A good deal for the Kurds would involve parole for Öcalan and a new Turkish constitution enshrining Kurdish cultural and political autonomy. But Amberin Zaman, perhaps the best-informed analyst of Kurdish affairs (and herself a courageous reporter who was driven out of Turkey by Erdoğan’s threats), believes that the president’s promises to Öcalan (made through intermediaries) amount to little more than an amelioration of his prison conditions and freedom for a prominent Kurdish politician. Nor have the Kurdish nationalists stayed silent during the current protests, with one of their parliamentary leaders denouncing İmamoğlu’s arrest as “a black stain” and “a blow against democracy and justice”.
Further blows will be landed. It is possible that Erdoğan will appoint an apparatchik to assume the government of Istanbul as he has done for municipalities whose Kurdish nationalist mayors have been removed or jailed. The loyal media will release details of alleged misdemeanours by the CHP, whose leaders are warning that the authorities will fabricate evidence using AI.
In a reign lasting almost a quarter of a century, Erdoğan has many precedents to draw on as he assaults the CHP. Back in 2016, a coup attempt by parts of the armed forces that had been infiltrated by devotees of Fethullah Gülen, an exiled cleric, was met with a huge purge not only of the army but also the bureaucracy, the universities and the media. Hundreds of thousands of people — not all of them Gülenists, by any means — were jailed, sacked, or forced into exile. To go by the accusations that the government has been levelling against the CHP, the party would be wise to brace for a similar total war.

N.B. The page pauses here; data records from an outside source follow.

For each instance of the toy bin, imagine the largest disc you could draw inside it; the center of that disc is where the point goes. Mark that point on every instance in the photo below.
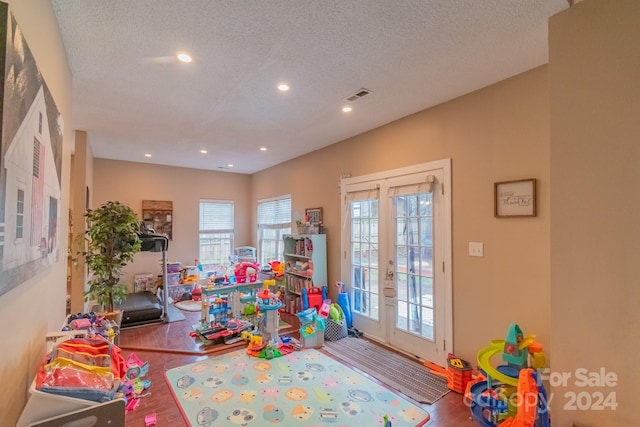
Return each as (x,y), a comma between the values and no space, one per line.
(173,279)
(176,291)
(459,373)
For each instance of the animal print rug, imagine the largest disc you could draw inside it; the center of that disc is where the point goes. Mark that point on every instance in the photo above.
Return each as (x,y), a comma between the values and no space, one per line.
(304,388)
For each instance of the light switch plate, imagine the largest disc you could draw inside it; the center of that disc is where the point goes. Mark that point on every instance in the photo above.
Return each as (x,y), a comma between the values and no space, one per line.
(476,249)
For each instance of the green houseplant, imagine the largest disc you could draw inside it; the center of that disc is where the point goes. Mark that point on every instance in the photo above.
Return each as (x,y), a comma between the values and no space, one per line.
(112,241)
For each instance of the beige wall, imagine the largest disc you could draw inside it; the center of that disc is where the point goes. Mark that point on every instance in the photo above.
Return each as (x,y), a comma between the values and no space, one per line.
(495,134)
(81,179)
(130,183)
(38,305)
(595,232)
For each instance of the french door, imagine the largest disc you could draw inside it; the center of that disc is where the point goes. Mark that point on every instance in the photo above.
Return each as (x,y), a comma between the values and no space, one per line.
(397,257)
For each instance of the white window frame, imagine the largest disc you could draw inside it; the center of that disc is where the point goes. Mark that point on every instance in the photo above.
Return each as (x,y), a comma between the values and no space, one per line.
(275,220)
(222,230)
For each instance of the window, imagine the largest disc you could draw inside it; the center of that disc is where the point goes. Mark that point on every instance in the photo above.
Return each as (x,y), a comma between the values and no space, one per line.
(216,234)
(274,221)
(20,215)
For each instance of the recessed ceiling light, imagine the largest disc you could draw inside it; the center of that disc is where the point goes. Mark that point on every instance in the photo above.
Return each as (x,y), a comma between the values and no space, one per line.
(183,57)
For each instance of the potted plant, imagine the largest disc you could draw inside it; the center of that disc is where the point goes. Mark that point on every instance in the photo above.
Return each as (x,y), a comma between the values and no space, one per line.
(112,241)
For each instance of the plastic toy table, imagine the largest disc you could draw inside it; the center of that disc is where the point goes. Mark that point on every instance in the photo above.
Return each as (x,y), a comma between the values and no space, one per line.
(233,295)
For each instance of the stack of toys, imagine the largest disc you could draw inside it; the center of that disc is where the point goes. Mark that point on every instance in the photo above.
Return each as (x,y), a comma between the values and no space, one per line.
(459,373)
(510,395)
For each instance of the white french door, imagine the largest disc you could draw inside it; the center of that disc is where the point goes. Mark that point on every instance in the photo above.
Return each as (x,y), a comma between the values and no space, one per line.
(397,257)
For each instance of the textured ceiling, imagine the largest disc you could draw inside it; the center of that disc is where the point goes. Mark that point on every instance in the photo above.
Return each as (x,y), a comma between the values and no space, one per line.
(133,97)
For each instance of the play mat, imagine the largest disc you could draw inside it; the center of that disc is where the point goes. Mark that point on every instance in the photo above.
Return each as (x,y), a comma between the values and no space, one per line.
(304,388)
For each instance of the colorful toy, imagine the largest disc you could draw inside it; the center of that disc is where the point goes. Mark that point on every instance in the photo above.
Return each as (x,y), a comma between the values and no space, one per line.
(150,420)
(268,304)
(246,272)
(492,397)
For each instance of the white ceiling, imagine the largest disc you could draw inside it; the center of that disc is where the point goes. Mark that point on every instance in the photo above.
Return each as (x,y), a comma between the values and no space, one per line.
(133,97)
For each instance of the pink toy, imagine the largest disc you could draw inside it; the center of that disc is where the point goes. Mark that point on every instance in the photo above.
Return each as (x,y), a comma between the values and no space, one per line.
(324,309)
(246,272)
(150,420)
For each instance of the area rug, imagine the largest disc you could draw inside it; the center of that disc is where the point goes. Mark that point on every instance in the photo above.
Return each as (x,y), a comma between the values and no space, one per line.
(304,388)
(409,377)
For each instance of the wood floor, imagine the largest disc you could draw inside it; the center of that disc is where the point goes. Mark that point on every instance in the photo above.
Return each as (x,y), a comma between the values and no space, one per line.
(166,346)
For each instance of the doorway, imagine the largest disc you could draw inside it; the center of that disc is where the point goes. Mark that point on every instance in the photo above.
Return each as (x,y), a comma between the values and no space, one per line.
(396,260)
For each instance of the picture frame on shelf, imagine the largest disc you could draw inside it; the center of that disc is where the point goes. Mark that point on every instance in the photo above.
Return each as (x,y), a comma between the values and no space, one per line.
(515,198)
(314,215)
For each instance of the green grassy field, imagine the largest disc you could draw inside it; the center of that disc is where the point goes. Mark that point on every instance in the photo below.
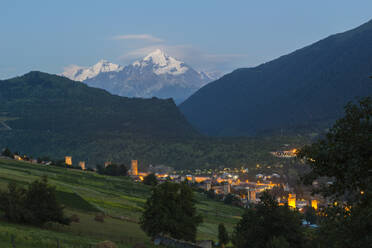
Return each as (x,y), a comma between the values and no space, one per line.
(87,194)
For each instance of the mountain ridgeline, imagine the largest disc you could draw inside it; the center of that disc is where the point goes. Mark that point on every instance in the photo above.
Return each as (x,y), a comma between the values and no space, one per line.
(45,114)
(304,90)
(50,115)
(156,75)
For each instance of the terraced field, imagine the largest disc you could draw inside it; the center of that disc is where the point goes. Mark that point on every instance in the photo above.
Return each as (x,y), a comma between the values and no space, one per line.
(88,194)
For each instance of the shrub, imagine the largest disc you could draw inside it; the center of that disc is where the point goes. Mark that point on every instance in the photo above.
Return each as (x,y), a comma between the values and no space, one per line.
(99,218)
(106,244)
(75,218)
(36,206)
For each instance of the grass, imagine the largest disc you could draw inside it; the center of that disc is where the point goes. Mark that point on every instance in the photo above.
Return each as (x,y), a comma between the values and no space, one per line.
(86,194)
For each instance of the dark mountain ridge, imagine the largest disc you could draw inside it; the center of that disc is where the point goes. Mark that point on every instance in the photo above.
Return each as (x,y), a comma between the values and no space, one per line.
(304,89)
(41,101)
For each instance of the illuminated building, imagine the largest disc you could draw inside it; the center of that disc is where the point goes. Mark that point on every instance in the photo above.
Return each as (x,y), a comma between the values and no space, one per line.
(82,165)
(292,200)
(314,204)
(68,160)
(134,168)
(226,189)
(251,195)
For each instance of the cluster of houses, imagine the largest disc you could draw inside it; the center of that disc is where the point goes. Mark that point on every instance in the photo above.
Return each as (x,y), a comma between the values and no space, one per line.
(222,183)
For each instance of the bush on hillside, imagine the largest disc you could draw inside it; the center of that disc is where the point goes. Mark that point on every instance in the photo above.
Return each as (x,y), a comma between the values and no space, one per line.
(99,218)
(7,153)
(35,205)
(150,180)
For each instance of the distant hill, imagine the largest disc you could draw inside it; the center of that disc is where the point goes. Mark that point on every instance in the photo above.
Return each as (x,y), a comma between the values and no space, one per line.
(303,90)
(156,75)
(45,114)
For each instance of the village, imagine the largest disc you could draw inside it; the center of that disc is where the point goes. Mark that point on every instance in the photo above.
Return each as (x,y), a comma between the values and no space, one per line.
(233,185)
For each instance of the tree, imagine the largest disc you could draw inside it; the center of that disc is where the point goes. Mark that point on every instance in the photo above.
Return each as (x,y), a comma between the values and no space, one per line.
(12,203)
(171,210)
(7,153)
(37,205)
(344,156)
(310,215)
(223,236)
(150,180)
(267,221)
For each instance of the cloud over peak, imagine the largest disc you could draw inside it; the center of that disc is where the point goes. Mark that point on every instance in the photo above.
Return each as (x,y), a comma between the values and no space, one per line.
(146,37)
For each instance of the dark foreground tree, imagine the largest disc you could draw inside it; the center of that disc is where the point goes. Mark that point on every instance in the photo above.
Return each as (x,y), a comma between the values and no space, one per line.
(36,206)
(223,236)
(7,153)
(344,156)
(171,211)
(150,180)
(268,224)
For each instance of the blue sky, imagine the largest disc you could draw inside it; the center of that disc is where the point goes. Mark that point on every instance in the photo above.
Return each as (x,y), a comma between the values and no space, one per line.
(207,34)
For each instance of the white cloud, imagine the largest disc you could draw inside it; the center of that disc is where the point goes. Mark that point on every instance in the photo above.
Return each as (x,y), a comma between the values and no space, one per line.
(146,37)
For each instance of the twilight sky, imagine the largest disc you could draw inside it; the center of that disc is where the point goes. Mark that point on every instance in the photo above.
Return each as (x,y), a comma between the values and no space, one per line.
(213,35)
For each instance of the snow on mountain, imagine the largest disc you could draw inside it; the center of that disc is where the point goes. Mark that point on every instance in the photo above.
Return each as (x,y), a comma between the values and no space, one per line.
(163,64)
(156,75)
(79,73)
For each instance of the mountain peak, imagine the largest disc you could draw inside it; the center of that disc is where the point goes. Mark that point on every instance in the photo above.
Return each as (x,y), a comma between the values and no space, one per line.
(158,57)
(161,63)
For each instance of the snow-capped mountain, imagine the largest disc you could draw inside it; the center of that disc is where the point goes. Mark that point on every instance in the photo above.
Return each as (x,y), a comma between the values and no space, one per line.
(156,75)
(79,73)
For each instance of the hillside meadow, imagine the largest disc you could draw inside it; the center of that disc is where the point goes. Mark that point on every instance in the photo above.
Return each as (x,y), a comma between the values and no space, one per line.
(87,194)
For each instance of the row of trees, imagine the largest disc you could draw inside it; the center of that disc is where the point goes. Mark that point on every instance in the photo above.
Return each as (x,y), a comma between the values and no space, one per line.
(344,156)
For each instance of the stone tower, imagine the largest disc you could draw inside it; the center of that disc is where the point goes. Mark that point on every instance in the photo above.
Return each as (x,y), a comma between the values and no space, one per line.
(134,168)
(68,160)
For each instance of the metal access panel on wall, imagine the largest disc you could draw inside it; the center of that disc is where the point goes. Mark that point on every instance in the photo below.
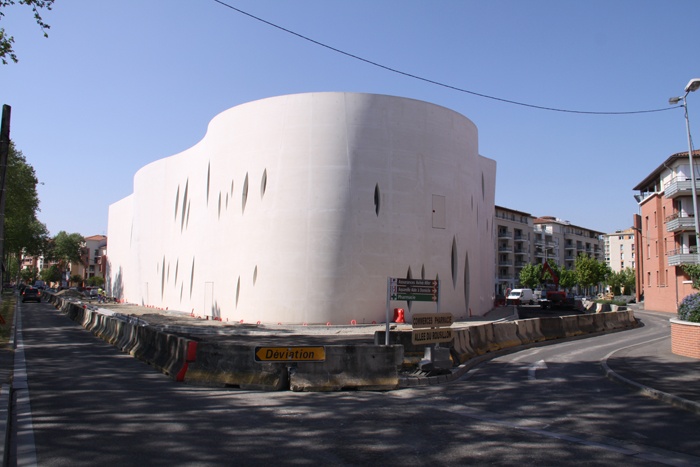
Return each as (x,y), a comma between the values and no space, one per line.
(439,214)
(209,299)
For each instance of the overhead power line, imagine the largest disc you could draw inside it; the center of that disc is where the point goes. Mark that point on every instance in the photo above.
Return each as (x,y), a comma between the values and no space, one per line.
(431,81)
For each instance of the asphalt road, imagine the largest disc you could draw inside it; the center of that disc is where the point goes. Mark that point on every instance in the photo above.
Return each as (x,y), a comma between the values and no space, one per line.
(86,403)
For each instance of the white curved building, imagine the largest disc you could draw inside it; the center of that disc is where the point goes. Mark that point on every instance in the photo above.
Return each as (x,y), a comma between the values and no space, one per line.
(296,209)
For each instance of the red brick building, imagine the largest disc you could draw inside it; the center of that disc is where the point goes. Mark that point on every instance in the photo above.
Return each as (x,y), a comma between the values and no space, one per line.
(666,237)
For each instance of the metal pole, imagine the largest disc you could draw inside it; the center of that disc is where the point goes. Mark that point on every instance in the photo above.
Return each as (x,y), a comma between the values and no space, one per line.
(692,178)
(386,332)
(4,154)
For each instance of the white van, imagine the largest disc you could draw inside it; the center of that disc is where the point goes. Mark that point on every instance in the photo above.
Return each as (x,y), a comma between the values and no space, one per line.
(520,297)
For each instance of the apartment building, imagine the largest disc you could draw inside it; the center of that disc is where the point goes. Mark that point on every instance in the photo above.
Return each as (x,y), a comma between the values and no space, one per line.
(619,250)
(514,233)
(523,239)
(561,242)
(667,237)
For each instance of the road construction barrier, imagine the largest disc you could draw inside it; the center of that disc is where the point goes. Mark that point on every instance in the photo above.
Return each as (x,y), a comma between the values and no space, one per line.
(506,334)
(363,367)
(529,331)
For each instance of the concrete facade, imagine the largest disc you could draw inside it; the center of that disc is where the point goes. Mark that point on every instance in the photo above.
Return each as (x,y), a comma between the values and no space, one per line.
(666,233)
(296,209)
(619,250)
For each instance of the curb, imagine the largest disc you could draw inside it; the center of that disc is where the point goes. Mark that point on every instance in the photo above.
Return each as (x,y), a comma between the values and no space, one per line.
(665,397)
(6,399)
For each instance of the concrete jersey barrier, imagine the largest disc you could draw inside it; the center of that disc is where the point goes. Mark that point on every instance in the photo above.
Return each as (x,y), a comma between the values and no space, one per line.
(358,367)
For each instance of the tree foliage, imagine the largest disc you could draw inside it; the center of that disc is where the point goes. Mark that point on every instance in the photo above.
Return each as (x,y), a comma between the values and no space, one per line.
(50,274)
(23,231)
(531,275)
(6,42)
(693,271)
(589,271)
(66,248)
(567,279)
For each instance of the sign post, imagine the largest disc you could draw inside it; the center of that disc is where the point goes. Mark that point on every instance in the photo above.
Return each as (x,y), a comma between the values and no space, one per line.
(411,290)
(290,354)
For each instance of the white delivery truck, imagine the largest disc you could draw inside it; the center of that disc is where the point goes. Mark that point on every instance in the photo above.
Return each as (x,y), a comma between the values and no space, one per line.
(520,297)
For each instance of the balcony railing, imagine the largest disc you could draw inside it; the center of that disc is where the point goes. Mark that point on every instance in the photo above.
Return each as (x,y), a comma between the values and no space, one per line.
(678,186)
(683,255)
(679,222)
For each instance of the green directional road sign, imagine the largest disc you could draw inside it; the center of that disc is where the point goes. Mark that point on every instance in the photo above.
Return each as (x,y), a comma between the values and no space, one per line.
(416,290)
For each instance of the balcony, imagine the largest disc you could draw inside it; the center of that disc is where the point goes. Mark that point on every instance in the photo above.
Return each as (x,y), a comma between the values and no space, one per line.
(679,222)
(679,186)
(683,255)
(505,234)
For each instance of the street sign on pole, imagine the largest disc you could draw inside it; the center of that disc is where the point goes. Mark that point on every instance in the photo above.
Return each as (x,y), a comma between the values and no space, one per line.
(414,290)
(431,328)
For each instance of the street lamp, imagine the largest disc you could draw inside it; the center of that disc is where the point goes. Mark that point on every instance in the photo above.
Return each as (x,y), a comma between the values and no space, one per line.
(692,86)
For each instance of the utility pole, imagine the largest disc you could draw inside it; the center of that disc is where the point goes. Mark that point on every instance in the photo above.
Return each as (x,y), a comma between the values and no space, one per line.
(4,152)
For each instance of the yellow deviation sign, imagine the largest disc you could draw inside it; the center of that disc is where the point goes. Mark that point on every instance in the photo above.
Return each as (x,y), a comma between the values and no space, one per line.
(290,354)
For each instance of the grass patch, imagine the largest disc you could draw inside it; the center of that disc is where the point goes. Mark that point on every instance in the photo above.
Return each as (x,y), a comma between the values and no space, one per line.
(7,311)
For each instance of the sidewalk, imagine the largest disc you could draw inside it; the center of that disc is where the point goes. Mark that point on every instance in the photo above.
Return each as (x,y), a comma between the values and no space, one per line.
(650,368)
(659,373)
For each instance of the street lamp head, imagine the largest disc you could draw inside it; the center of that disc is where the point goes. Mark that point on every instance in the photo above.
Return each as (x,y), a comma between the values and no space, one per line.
(693,85)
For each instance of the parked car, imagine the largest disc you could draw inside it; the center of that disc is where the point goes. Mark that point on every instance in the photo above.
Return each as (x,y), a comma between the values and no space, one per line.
(520,297)
(31,294)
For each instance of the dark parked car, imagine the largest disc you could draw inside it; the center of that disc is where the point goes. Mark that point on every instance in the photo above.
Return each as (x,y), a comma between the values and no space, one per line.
(31,293)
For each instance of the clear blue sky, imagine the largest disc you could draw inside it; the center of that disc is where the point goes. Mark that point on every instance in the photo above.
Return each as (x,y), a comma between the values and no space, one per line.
(120,84)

Forget moderate Islam. Forget Turkish democracy. Erdoğan long ago flattened the secular judges and generals in his path and what he represents now is transactional geopolitics and power in perpetuity. Like the Ottoman sultans he admires — a favourite is Sultan Selim I, who almost tripled the empire’s size and committed what would nowadays be called a genocide against the Alevis — his vision is panoptic. He keeps his army, Nato’s second largest, busy fighting Kurds on both sides of the Syrian border. He opens the sluices and migrants flow into the EU; when the EU pays him enough he shuts them again. He pipes Russian natural gas into Europe for Vladimir Putin, while to Volodymyr Zelensky he sells Bayraktar drones that are used to kill Putin’s soldiers. Donald Trump likes him so much he let Turkey off with a 10% tariff and congratulated Erdoğan on doing “what no one’s been able to do in 2,000 years; you’ve taken over Syria”. The Russians call him “the plug for every barrel”.
This time around, don’t expect the US consul to come to the mayoralty to deplore the spectacle of a Democrat behind bars. Don’t expect Sir Keir Starmer to leap to the defence of a fellow Leftist who on the eve of his arrest was stripped of his university degree, rendering him ineligible to become president. Instead, think of Steve Witkoff, Trump’s special envoy to the Middle East, who crowed, “There’s just a lot of good, positive news coming out of Turkey right now.” For this isn’t the late Nineties. In its cells, its streets, this pro-democracy movement stands alone.